Zeb99
Zeb99

Reputation: 103

Checking md5(password) match value stored in mysql

I can't figure why this isn't working. At registration I have (in php)

$data['salt'] = randomStr(3);
$data['password'] = md5($data['salt'].md5($data['password']));

Then I have an IOS app passing a MD5 encrypted pw ($xpassword) to the web app. So I thought if I use:

$q1_result = mysql_query("SELECT password, salt FROM `members` WHERE `username`='". $username. "'");
$row = mysql_fetch_array($q1_result);
echo "this should match? = " .md5($xpassword.($row['salt']));

The echo'd value should match that stored in the database as password

...but it doesn't Any help would be much appreciated

Upvotes: 1

Views: 2411

Answers (3)

Phil H.
Phil H.

Reputation: 362

In SQL you need to concatonate the string:

SELECT * FROM users WHERE username = 'blah' AND password = MD5(CONCAT(salt, password))

Upvotes: 0

Michael Berkowski
Michael Berkowski

Reputation: 270599

You are double-hashing the password part:

// Don't pre-hash the password before hashing with the salt!
$data['password'] = md5($data['salt'].md5($data['password']));
//---------------------------------^^^^^^^^^

You should only be hashing the entire concatenation of salt and password.

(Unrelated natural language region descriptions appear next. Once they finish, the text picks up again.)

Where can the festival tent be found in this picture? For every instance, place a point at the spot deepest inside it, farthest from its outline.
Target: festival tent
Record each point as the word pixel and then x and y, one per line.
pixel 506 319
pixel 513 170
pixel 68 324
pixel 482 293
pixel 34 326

// Hash only the entire combination of salt . password
$data['password'] = md5($data['salt'].$data['password']);

And as already mentioned, reverse the order of the concatenation in your test:

md5($row['salt'] . $xpassword);

Upvotes: 3

MrCode
MrCode

Reputation: 64526

It won't match because you have the order wrong:

md5($row['salt'] . $xpassword)

In the first code you have salt + password, in the second code you have password + salt.

As @Michael also points out, you are double hashing the password which will mean it won't match.